Pulse oximeters and tcpO2 monitors measure different, but related variables. The relationship between pO2(aB) and sO2(aB), expressed in the oxygen dissociation curve, is neither linear nor constant.

For example, at high sO2(aB) levels, large changes in pO2(aB) may occur with very small changes in sO2(aB). Also, at a constant pO2(aB) of, for example, 45 mmHg/6 kPa, sO2(aB) may be either 80 % or 88 %, depending on whether arterial pH is 7.25 to 7.40.

The actual relationship between sO2(aB) and pO2(aB) and/or between tcpO2 and sO2(p) should, therefore, be repeatedly determined, particularly in critically ill patients.

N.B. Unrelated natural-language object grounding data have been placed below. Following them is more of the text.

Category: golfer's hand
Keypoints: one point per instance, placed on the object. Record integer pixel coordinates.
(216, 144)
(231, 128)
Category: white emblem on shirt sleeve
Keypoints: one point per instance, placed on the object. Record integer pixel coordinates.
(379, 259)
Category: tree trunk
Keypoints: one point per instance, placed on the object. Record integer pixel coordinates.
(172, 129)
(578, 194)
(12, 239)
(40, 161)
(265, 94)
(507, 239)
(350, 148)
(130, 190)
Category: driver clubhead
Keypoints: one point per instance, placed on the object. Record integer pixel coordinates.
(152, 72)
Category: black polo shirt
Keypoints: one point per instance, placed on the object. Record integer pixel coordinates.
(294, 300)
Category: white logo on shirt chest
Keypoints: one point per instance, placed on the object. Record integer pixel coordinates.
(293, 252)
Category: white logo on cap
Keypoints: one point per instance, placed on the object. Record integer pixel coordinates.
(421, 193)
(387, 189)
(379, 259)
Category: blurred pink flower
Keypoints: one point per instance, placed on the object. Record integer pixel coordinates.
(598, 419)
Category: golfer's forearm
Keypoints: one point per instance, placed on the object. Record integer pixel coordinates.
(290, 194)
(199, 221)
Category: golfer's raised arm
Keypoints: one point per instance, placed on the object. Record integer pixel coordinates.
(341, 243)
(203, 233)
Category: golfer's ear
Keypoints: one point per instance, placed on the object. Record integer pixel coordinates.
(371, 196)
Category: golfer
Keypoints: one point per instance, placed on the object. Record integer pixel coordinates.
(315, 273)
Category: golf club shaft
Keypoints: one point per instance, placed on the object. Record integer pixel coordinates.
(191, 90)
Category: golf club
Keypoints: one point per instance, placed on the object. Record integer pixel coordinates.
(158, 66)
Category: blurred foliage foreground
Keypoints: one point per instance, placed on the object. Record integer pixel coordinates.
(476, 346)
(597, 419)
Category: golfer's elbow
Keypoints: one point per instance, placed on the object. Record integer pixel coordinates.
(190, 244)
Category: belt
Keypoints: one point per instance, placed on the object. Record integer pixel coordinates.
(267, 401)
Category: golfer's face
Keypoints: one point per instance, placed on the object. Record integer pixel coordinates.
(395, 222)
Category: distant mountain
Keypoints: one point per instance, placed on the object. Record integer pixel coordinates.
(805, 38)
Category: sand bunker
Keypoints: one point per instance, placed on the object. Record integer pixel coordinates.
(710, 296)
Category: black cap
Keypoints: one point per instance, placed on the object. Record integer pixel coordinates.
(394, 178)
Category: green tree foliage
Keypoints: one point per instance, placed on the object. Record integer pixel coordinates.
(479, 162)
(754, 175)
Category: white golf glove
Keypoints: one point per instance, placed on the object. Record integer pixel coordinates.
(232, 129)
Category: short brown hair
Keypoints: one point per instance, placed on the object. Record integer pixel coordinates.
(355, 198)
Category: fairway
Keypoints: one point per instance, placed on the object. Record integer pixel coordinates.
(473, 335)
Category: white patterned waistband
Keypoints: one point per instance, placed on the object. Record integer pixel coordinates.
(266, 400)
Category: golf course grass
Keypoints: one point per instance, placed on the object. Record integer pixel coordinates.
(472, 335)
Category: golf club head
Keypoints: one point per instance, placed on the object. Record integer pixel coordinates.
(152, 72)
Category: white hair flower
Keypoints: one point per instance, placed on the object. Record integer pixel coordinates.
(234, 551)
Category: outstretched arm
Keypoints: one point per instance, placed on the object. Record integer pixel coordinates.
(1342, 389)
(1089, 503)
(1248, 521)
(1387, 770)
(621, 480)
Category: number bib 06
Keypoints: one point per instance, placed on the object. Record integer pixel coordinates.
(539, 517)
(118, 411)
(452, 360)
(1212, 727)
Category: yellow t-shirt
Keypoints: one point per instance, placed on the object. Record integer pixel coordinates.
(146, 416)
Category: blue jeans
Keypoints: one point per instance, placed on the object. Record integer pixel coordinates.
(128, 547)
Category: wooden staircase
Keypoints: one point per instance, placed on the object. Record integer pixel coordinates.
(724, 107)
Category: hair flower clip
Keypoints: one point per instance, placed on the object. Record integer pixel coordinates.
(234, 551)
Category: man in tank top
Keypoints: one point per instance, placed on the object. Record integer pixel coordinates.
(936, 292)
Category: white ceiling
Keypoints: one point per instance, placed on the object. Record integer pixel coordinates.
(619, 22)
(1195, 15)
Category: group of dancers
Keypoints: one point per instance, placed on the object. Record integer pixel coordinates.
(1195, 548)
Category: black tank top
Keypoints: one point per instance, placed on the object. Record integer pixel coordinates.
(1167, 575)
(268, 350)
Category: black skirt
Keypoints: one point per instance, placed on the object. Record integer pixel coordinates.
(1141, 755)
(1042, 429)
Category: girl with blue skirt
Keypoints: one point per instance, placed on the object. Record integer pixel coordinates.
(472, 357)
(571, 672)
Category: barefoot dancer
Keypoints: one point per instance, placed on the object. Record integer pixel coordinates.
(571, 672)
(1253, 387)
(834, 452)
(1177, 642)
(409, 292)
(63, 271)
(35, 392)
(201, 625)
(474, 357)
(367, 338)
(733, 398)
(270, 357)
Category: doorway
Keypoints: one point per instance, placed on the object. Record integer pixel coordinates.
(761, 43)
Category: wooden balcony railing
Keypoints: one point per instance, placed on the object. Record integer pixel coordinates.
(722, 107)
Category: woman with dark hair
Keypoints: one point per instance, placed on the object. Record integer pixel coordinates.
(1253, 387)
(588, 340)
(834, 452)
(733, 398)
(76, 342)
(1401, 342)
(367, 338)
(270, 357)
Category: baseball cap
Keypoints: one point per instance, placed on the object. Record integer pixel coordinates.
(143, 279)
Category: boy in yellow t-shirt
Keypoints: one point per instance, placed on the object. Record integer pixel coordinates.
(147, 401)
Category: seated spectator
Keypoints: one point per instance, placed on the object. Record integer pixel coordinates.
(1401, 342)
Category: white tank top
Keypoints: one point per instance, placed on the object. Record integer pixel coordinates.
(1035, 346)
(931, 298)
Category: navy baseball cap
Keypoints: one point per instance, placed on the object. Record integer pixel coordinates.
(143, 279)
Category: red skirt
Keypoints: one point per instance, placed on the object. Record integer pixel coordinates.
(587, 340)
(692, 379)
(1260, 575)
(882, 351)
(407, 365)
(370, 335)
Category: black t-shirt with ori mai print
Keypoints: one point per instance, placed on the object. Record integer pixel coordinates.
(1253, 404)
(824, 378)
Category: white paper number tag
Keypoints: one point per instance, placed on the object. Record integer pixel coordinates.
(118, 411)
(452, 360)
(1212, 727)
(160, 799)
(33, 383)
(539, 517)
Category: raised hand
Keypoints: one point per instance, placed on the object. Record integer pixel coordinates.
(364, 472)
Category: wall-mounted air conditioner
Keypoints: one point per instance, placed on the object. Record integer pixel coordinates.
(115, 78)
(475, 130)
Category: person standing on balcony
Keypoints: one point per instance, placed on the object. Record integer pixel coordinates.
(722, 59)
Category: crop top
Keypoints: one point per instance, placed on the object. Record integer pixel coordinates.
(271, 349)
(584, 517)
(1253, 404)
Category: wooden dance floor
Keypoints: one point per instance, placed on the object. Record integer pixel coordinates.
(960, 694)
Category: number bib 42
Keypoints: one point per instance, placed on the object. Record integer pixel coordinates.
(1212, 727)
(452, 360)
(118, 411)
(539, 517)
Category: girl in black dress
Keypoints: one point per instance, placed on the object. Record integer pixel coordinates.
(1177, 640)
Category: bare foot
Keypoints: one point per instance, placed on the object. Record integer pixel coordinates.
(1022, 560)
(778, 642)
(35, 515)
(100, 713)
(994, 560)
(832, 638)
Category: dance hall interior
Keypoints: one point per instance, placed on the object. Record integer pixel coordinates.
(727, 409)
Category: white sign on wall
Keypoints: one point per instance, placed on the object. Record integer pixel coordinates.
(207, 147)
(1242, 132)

In addition, both tcpO2 monitors and pulse oximeters have their specific shortfalls: the tcpO2 monitor is relatively difficult to use, has frequent periods where there is no reliable measurement (during warm-up and calibration periods) and reacts relatively slowly to sudden changes in oxygenation, whereas at least conventional pulse oximeters fail to operate reliably whenever the patient moves, are relatively prone to erroneous measurements resulting from improper probe placement and may be unreliable under conditions of hyperoxemia and possibly also severe hypoxemia.

For these reasons, both devices should ideally be used in combination, particularly whenever a reliable detection of hyperoxemia is paramount, as it is in extremely low-birthweight infants receiving additional inspired oxygen. In these patients, it may be advisable to reduce the FIO2 whenever one of the two instruments alarms.